Lentos Museum of Modern Art Presents Ralo Mayer: Obviously a Major Malfunction

The Lentos Museum of Modern Art presents Ralo Mayer / Obviously a Major Malfunction on view through 23 October 2011.

4.56-billion-year-old meteorites, a painting from the collection of the LENTOS, a closed eco system and a checklist that travelled to the moon and back with the astronauts on board Apollo: four highly diverse objects that are used by Ralo Mayer (b. 1976, lives/works in Vienna) in the first part of his exhibition to throw light on his own work from the last few years. Space, the history of its exploration and utopias that tried (in the past) to predict what the world would look like in the future form the thematic backdrop for these works. Like all science fiction that deserves the name, they are deeply rooted in present-day reality and transfer social and economic facts into multifaceted stories.

An overview of the Columbia debris reconstruction hangar in 2003 shows the orbiter outline on the floor with some of the 78,760 pieces identified to that date. More than 84,000 pieces of shuttle debris were recovered, some of which is included in a traveling NASA display to stress safety.
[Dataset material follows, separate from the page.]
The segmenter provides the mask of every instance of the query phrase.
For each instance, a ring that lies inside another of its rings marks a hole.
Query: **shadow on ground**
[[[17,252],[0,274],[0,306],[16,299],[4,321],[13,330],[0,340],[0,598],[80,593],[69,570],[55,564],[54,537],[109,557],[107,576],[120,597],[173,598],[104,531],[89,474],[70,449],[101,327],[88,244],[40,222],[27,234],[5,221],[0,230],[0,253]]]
In the second part of the exhibition Mayer presents a new large-scale installation. It continues his exemplary exploration of objects in time and space, focusing on “the most complex piece of machinery of all times”. This title rightfully belongs to the United States Space Shuttle, which is said to consist of more than 2.5 million individual components. Two space shuttles broke apart in mid-air, one in 1986 and the other in 2003. When Challenger disintegrated into plumes of white smoke, a NASA commentator famously informed the tens of millions of horror-stricken viewers following the catastrophe on TV that “obviously a major malfunction” had occurred.

What about the period whose beginning and end are marked by space shuttle disasters? What events does it owe its specific flavour to? Mayer’s reconstruction features not only charred remains of the space shuttles but also fragments of the reactor in Chernobyl, the Berlin Wall and the Twin Towers. His presentation of these reliques takes its cue from an emancipatory interpretation of the so-called Cargo Cults, with which Melanesian and other tribal societies tried to cope with their traumatic encounters with colonial powers. The “cargo bay”, a storage space for all kinds of freight, is also an important feature of the Space Shuttle.

The Space Shuttle was conceived in the late 1960s as a reliable vehicle able to commute between the earth and the space colonies then in the pipeline. The Vietnam War and the United States’ economic woes subsequently caused NASA’s budget to shrink and the Space Colonies remained science fiction. The Shuttle was built nevertheless, and for a vehicle whose original purpose had all but dissolved into thin air its 30-year record of service is impressive. The Space Shuttle will complete its last mission in the summer of this year.

Ralo Mayer is the winner of the TRIENNALE LINZ Award, which was first presented at the TRIENNALE LINZ 1.0 in summer 2010.
The exhibition is organised in collaboration with Kunsthaus Baselland, Switzerland, where it will be on display from 28 January to 25 March 2012.